Intuitively, the answer seems like it should be yes. Seems like experience should be a huge factor in someone's chess strength. It also seems like the go-to answer many of the top players recommend for improving at chess.

This is what the data says:

Elo Rating vs. Number of Games Played Alt test Elo Rating vs. Number of Games Played Per Month Alt test Net Elo Gain vs. Number of Games Played Alt test Net Elo Gain Per Month vs. Number of Games Played Per Month Alt test

It seems like no matter how the data is sliced up, there does not seem to be a clear 1:1 linear correlation between improvement rate and number of games played. There's maybe a slight upward trend with elo gain vs games per month, but it seems to be a weak trend.

However, there does seem to be a sweet spot in the elo gain rate where a large portion of the players who have gained the most elo per month seem to cluster around 100-300 games per month, which comes out to a handful of games per day. That may be evidence that playing at least a few games here and there on a consistent basis will give the best chances at improving, but that could also be due to the fact that there are just more data points for players playing at that rate.

In case you're curious about how people gained 100+ points per month, I checked the data and the majority of them are either cheaters, smurf accounts, or bots. For reference, the most improved player is (as of oct 2021) an 11 year old world chess champion from the Ukraine. His rate of improvement averaged out to 33 points per month over a period of 6 years.

Regardless, the data does not give any indications that bingeing chess games like it's a full time job is going to make you a stronger chess player any faster than playing a few games per day on your lunch breaks.

So what does make you a better chess player? I can only assume that it takes additional study beyond mindlessly playing chess games (like many other skills in life). Perhaps by practicing tactics, studying chess strategy, or studying your games. That seems to be what all the top players do. I would love to take a look at player's tactics data or studying habits in relation to their improvement rate, but that data is not readily available/easily obtainable, especially at the scale of this dataset. As a project manager would say, that's probably out of scope for this project.

Misc. Questions Explored Out Of Curiosity

I had a lot of other ideas I wanted to explore while I had this data stored in my postgres database. That's the nice thing about relational databases. You have a lot of flexibility in how you can slice up and analyze the data.

These questions didn't fit with the narrative I kicked this project off with, so I'm just going to dump them here for you to browse through in case you're interested.

How many games are played per time control?

Alt test

Seems like blitz is the most popular and almost no one plays correspondence. That surprised me a bit, I would have thought bullet would be the most popular just because more bullet games can be played than blitz games in a fixed amount of time.

When do most people play chess?

Alt test Alt test Alt test

Looks like 6pm UTC is when lichess players are the most active and 4am when they are least active. I guess most lichess players are from Europe because that lines up with when most people in European time zones would be getting off work and sleeping.

There's not much difference between the days of the week, but maybe Sunday has a slight edge over the other days.

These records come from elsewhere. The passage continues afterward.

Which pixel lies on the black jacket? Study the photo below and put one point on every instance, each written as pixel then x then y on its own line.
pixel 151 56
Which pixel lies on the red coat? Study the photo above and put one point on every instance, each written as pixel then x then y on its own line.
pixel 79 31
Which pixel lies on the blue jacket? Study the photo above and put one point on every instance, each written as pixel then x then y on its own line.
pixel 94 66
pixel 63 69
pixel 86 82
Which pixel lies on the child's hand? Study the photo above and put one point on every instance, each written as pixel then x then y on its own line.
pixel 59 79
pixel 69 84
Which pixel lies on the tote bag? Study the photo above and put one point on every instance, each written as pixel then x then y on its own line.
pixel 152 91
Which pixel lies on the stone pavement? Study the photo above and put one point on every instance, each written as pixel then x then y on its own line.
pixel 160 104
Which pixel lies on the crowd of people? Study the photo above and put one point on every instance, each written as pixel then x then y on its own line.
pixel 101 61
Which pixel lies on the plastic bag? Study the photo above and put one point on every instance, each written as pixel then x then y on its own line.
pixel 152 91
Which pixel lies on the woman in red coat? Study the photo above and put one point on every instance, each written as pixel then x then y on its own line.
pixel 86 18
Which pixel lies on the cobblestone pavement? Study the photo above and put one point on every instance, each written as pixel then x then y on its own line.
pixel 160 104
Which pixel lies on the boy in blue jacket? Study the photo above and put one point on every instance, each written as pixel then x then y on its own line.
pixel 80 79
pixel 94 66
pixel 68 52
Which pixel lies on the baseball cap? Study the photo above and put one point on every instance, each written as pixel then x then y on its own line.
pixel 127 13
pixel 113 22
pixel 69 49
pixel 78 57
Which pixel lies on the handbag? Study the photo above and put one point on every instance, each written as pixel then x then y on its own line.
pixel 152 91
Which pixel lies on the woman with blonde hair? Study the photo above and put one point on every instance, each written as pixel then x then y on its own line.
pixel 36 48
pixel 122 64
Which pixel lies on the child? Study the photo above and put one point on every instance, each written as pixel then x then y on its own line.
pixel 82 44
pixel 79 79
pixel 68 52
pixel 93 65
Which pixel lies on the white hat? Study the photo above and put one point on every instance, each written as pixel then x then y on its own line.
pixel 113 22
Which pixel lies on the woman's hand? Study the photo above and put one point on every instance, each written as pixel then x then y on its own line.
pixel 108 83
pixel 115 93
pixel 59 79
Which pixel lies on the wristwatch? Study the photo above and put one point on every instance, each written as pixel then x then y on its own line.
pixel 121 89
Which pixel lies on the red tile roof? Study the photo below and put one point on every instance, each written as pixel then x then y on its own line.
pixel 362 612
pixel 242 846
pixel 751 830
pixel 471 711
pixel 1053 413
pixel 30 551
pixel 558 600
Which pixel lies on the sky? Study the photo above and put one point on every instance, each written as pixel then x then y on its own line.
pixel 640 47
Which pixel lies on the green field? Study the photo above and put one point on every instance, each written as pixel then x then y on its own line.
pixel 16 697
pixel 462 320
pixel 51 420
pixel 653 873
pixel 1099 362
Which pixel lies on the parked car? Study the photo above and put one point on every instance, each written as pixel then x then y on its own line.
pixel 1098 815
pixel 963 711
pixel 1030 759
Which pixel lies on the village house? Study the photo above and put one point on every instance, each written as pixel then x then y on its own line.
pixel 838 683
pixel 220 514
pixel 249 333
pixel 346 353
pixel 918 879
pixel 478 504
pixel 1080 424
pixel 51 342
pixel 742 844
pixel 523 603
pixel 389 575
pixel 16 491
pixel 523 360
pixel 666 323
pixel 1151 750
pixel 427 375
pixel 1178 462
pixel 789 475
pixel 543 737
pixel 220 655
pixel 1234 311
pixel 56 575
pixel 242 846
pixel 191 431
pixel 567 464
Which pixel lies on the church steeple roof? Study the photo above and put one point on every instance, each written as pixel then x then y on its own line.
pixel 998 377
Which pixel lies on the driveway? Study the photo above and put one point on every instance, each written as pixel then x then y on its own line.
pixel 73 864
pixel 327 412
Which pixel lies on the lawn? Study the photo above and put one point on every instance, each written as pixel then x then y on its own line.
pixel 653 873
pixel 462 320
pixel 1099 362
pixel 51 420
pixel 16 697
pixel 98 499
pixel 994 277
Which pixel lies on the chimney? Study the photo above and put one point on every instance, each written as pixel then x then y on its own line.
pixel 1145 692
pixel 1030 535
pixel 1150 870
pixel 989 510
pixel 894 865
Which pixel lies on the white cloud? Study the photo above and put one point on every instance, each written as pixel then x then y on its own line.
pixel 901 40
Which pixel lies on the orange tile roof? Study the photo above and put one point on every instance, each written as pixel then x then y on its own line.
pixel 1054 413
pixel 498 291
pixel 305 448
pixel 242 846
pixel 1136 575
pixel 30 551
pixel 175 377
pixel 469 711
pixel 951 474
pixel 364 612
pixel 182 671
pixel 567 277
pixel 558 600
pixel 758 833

Who has played the most games in the dataset?

The most active player in this dataset played 250,516 games (mostly bullet games), about 0.05% of all games in this database. There are only 10 players who have played over 100,000 games in this dataset (ordered from most to least):

  1. german11
  2. ribarisah
  3. decidement
  4. ASONINYA
  5. bernes
  6. Grga1
  7. leko29
  8. rezo2015
  9. jiacomo
  10. PILOTVE

What are the highest/lowest ratings in the dataset?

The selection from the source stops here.